For an individual to petition, a state must be a party to both the ICCPR and the Protocol; Australia is a party to both. After the petition is filed, the state has six months to provide any written explanation or clarifications in response.
The Committee then makes recommendations and/or findings. It is unclear what sanctions Australia would face if the findings were adverse to it, and it chose not to comply with the recommendations.
The U.N. Human Rights Committee Is the Wrong Forum
Regardless of what one thinks of the merits of the case, the U.N. Human Rights Committee is not the place it should be decided.
This is a complex, technical case in which there is a dispute over which country's law is applicable. Typically, the Committee considers petitions by citizens claiming their own country violated their rights. They are experts in human rights - not in matters of international defamation jurisdiction and the Internet.
This petition is thus far outside the Committee's usual expertise. Thus, if the Committee does address the petition, it should be careful to familiarize itself with this new area - considering, among other issues, the implications of a holding either way, and the impact on new technologies.

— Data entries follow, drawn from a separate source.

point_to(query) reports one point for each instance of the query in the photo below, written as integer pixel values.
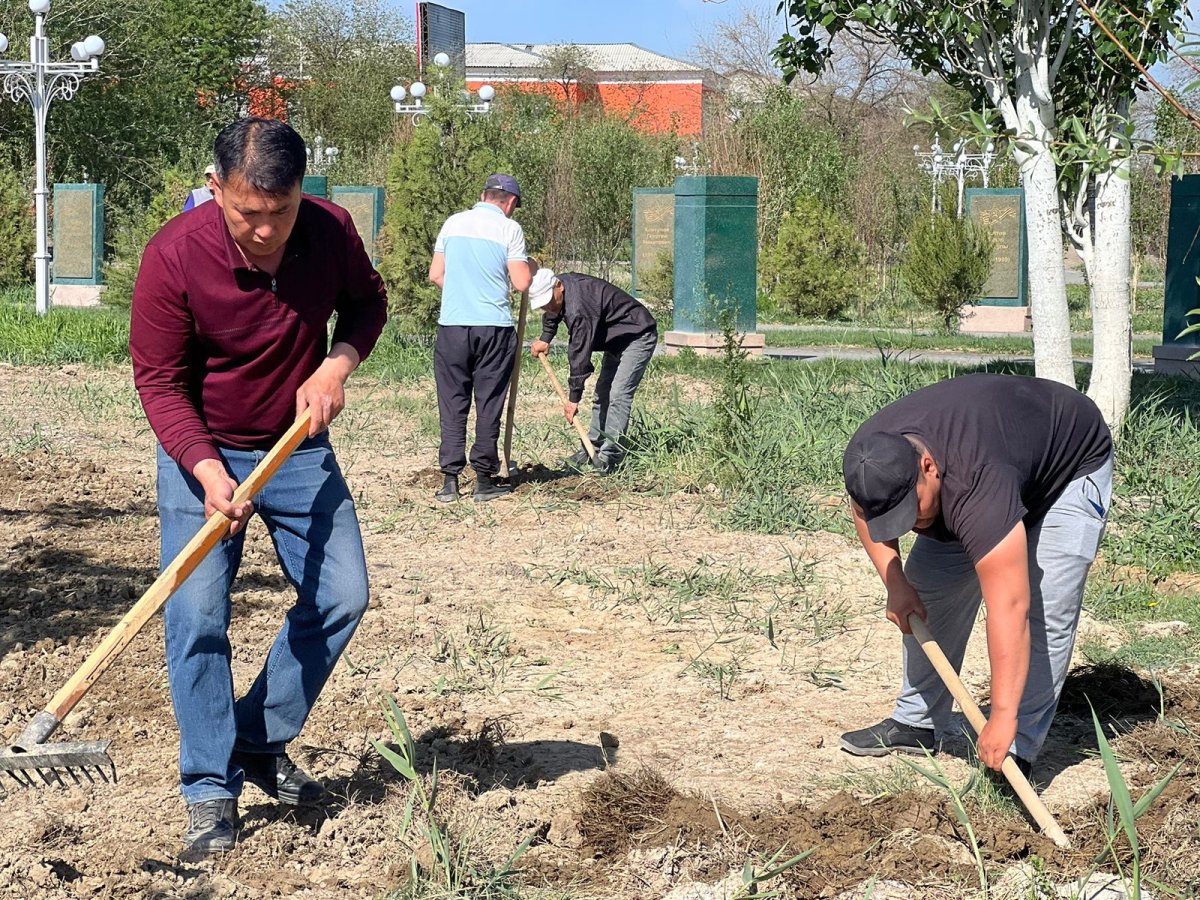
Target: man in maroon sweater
(231, 342)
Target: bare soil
(591, 665)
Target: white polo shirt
(478, 246)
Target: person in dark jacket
(600, 318)
(1007, 483)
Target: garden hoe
(30, 759)
(562, 395)
(1020, 784)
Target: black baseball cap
(881, 477)
(503, 183)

Alpert may also find that the strategy of going to the U.N. may boomerang. Notions of freedom of speech under Article 19 are not as unfettered as under the U.S. Constitution's First Amendment - as the hate speech example above illustrates. Thus, the Committee may well find against Alpert.

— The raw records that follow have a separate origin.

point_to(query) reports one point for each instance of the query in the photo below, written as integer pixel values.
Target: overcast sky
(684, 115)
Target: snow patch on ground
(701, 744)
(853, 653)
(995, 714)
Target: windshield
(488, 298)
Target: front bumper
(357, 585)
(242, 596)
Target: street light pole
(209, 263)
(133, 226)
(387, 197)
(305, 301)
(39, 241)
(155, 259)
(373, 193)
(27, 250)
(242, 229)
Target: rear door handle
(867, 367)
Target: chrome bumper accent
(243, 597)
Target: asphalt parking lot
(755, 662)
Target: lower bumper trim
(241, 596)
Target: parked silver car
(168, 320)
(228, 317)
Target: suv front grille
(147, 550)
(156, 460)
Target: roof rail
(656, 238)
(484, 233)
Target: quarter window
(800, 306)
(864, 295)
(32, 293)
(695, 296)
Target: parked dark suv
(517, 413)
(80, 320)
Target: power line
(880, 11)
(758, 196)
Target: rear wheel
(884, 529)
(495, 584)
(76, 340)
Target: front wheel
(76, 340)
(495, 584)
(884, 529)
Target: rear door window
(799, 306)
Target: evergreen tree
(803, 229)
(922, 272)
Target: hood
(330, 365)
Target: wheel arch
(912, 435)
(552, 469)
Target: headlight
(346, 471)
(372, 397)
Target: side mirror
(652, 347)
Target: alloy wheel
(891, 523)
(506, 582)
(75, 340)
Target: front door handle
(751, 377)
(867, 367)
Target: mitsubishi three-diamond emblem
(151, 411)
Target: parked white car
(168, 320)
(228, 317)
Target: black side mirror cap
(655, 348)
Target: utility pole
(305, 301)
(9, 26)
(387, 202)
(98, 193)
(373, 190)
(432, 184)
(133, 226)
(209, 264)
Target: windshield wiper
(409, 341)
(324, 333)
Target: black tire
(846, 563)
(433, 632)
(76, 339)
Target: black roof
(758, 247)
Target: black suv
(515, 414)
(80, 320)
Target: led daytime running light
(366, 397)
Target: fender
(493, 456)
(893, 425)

How will the Human Rights Committee determine whether or not someone who publishes on the Internet has crossed a line, and is actually targeting an overseas market? If courts worldwide are struggling to find the right balance in Internet jurisdiction cases, it may be counterproductive for an international body to make a public determination of what would or would not trigger jurisdiction in defamation cases involving Internet publication.
The Possibility of Other Approaches
Then how should the issue be resolved, as an international matter? So far, it has been hard to get countries to agree to jurisdictional rules for cyberspace, as a matter of treaty. But unless such rules are agreed upon, it is unlikely that countries will be able to enforce their own rules against individuals and companies whose assets are located elsewhere.

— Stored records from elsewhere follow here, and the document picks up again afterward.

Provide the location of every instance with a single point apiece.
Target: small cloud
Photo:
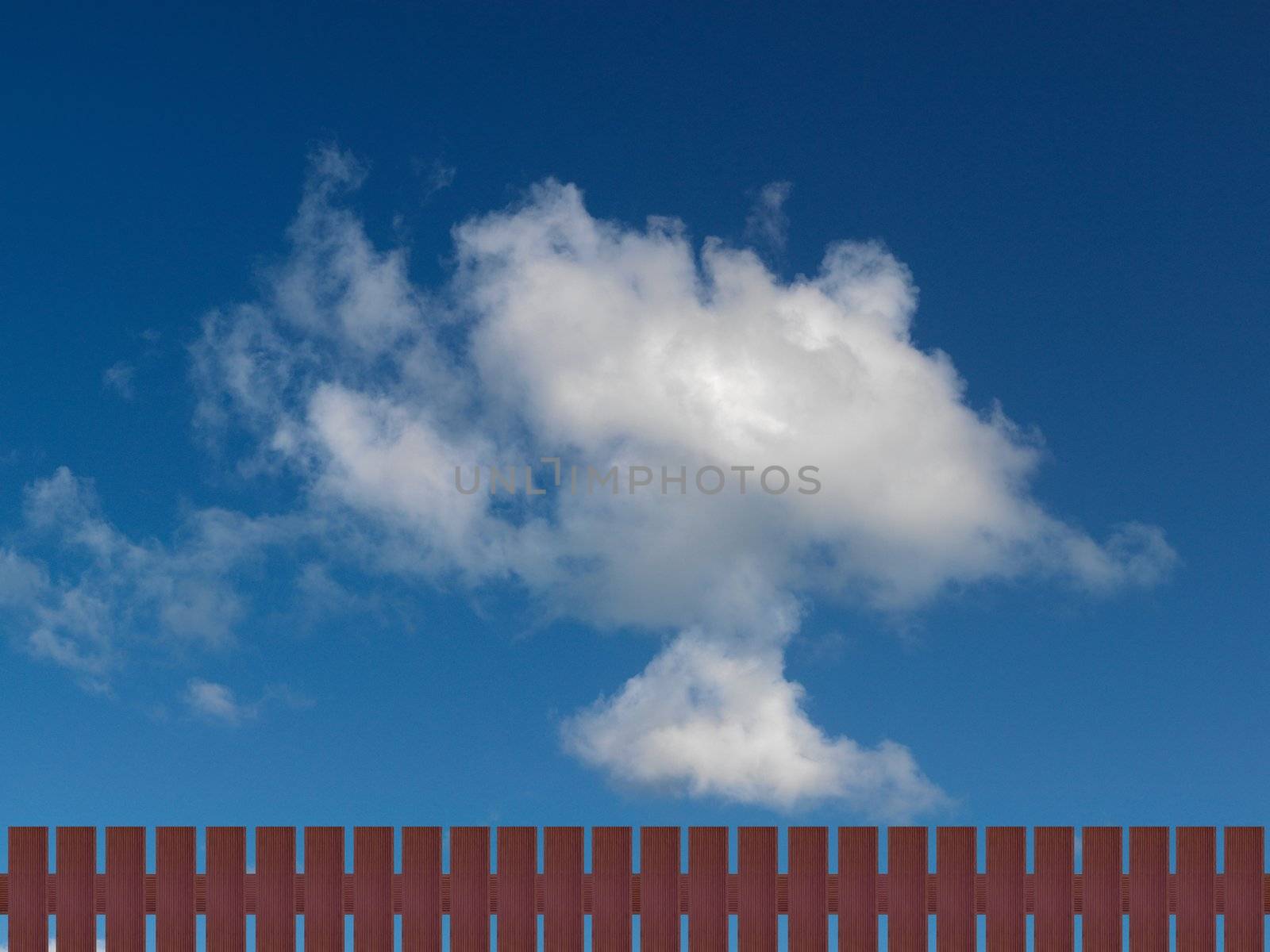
(118, 378)
(216, 702)
(768, 222)
(436, 177)
(219, 704)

Indeed, perhaps one of the most remarkable aspects of this case is that Dow Jones turned up to answer Gutnick's complaint. And what is the guarantee that a judgment in that case, or another, would be enforceable? Even if Alpert and Dow Jones lose, they may well seek and receive a U.S. court's declaration that the Australian judgment against them is unenforceable in the U.S. for First Amendment reasons.
By comparison, as I discussed in a previous column, a U.S. federal district court judge ruled last year that Yahoo did not have to block French citizens' access to online sales of Nazi memorabilia, which are illegal in France. (In France, such sales violate a criminal statute outlawing the exhibition of Nazi propaganda and artifacts for sale.)
Meanwhile, even within the United States, the issue of which State's law is applicable in Internet defamation cases has still not been definitively resolved.
Just last week, the Supreme Court refused to consider a Washington State case that raised the issue. (The issue arose, there, in a defamation suit against Healthgrades.com, a Colorado based company that offers ratings of health care providers on the Internet, by a Washington home health care agency that claims it deserved a better grade.)
In the midst of all this confusion and flux, what we need is not the intervention of a U.N. Committee that is not adept in the area. Such a decision would be premature, at best, and damaging, at worst. More international negotiation in this area, towards a set of treaty rules that include provisions for enforcement, is the better way forward.